Deutsche Imkerin Alarmstimmung

Mysteriöses Bienensterben bedroht die Existenz der deutschen Züchter. Womöglich Bayer-Chemikalie schuld

MÜNCHEN taz ■ Das größte Bienensterben aller Zeiten befürchten Experten. 13 Milliarden Tiere in bundesweit 820.000 Völkern seien bedroht, sagte der Chef des Instituts für Bienenkunde in Münster, Werner Mühlen, gestern. „Viele Stöcke sind einfach nur leer.“ Zurzeit rechnet er mit einem Verlust von 30 Prozent.

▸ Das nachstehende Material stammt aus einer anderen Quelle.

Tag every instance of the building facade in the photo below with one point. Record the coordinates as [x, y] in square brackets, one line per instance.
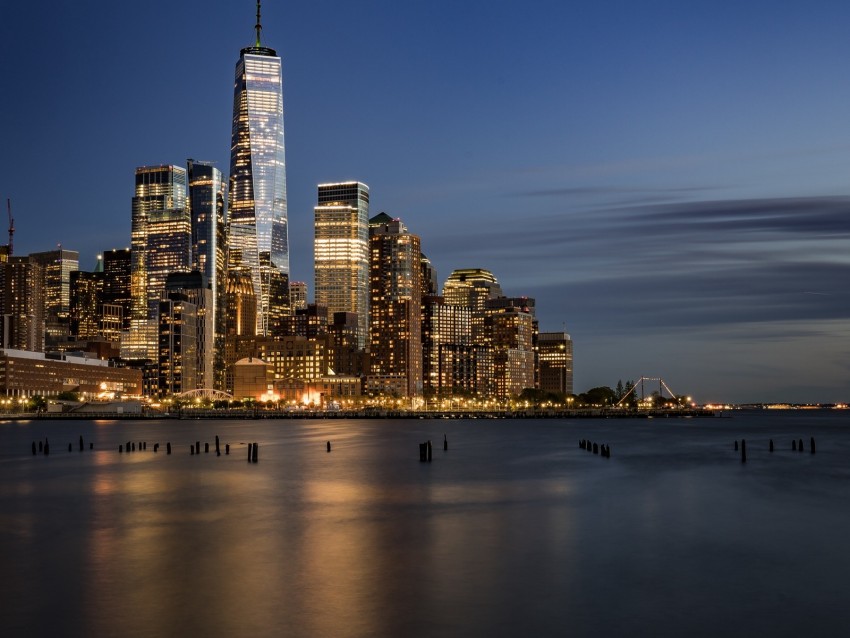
[207, 197]
[57, 266]
[159, 213]
[395, 344]
[341, 251]
[257, 219]
[555, 362]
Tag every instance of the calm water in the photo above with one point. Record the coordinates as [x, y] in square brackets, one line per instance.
[514, 531]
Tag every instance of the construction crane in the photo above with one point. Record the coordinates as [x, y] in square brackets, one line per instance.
[11, 224]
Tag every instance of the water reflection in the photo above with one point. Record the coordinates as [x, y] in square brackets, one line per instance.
[514, 531]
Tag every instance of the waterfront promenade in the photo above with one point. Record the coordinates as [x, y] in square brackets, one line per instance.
[367, 413]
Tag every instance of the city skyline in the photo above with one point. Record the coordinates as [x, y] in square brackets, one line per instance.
[671, 184]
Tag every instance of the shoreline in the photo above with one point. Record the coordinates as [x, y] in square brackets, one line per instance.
[263, 414]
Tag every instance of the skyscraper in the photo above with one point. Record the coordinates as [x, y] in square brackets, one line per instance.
[57, 268]
[257, 220]
[341, 251]
[395, 343]
[159, 213]
[206, 204]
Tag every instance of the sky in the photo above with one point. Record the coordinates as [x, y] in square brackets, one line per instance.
[669, 180]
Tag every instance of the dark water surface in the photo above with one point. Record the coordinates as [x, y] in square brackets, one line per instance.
[514, 531]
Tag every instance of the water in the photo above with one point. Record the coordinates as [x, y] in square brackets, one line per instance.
[514, 531]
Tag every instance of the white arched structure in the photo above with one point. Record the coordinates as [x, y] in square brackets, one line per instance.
[205, 393]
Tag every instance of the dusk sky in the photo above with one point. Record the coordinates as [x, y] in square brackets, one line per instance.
[670, 180]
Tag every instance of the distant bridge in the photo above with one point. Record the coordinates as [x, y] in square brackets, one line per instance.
[661, 387]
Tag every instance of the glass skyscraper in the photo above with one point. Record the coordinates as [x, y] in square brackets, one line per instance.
[341, 251]
[161, 244]
[257, 221]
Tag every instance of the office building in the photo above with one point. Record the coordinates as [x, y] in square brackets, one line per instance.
[195, 288]
[471, 288]
[23, 304]
[341, 251]
[57, 266]
[178, 356]
[116, 265]
[297, 296]
[257, 219]
[555, 362]
[160, 244]
[207, 197]
[395, 344]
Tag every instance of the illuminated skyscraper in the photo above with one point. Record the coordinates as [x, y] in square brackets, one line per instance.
[471, 288]
[555, 362]
[23, 304]
[57, 267]
[206, 204]
[257, 221]
[161, 239]
[395, 269]
[341, 251]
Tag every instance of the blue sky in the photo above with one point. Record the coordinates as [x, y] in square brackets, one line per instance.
[670, 180]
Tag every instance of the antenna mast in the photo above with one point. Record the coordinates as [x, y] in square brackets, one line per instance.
[11, 224]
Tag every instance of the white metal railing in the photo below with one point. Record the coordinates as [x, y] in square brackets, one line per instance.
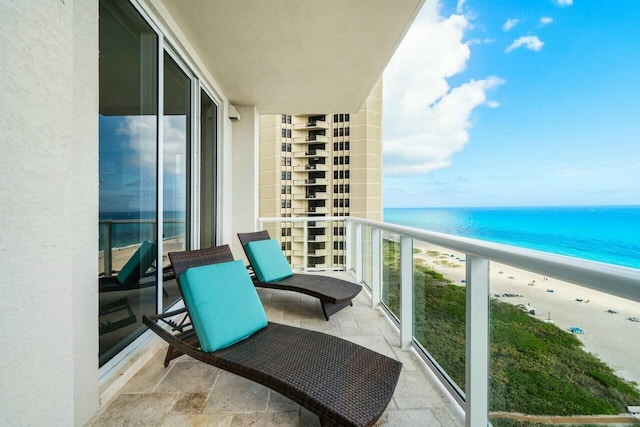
[615, 280]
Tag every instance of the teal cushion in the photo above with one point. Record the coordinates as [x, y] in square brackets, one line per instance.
[268, 260]
[223, 304]
[138, 264]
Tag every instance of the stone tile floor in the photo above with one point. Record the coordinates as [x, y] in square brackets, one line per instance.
[191, 393]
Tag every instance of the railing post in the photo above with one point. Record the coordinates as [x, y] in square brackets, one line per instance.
[305, 247]
[347, 246]
[108, 245]
[358, 243]
[477, 342]
[406, 291]
[376, 267]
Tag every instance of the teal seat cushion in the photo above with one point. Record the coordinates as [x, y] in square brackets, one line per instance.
[223, 304]
[138, 264]
[268, 260]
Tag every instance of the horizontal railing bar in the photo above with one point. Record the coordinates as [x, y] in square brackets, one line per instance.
[612, 279]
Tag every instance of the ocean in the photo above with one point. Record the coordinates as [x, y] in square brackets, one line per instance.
[132, 228]
[609, 234]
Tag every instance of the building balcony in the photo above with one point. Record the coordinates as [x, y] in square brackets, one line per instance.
[311, 140]
[310, 154]
[311, 168]
[311, 125]
[311, 181]
[318, 209]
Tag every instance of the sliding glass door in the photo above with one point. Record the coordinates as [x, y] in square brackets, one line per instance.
[152, 200]
[176, 139]
[128, 124]
[208, 169]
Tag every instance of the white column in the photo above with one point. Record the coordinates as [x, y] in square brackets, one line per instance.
[244, 172]
[376, 266]
[477, 342]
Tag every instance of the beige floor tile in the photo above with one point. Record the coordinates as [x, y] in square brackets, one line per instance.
[189, 375]
[375, 343]
[149, 376]
[235, 394]
[410, 418]
[280, 403]
[197, 420]
[136, 410]
[189, 403]
[270, 419]
[415, 391]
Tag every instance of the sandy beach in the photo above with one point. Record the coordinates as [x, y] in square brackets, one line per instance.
[610, 336]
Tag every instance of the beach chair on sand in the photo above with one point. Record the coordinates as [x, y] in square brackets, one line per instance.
[339, 381]
[271, 270]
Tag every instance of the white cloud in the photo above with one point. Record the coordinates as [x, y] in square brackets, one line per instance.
[141, 142]
[546, 20]
[511, 22]
[426, 121]
[486, 40]
[528, 42]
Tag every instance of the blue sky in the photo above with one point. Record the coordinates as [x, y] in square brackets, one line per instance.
[515, 103]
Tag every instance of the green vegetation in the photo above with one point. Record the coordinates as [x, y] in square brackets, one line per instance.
[536, 367]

Da viele Völker geschwächt in den Winter gegangen seien, könne sich das Massensterben aber schon im April auf 70 Prozent erhöhen. Woran das liegt, ist unklar. Mühlen und andere Bienenforscher vermuten, dass die Varroa-Milbe verantwortlich ist. Die Imkerschaft bekämpft sie mit chemischen Mitteln, gegen die die Milben aber immer wieder Resistenzen entwickeln.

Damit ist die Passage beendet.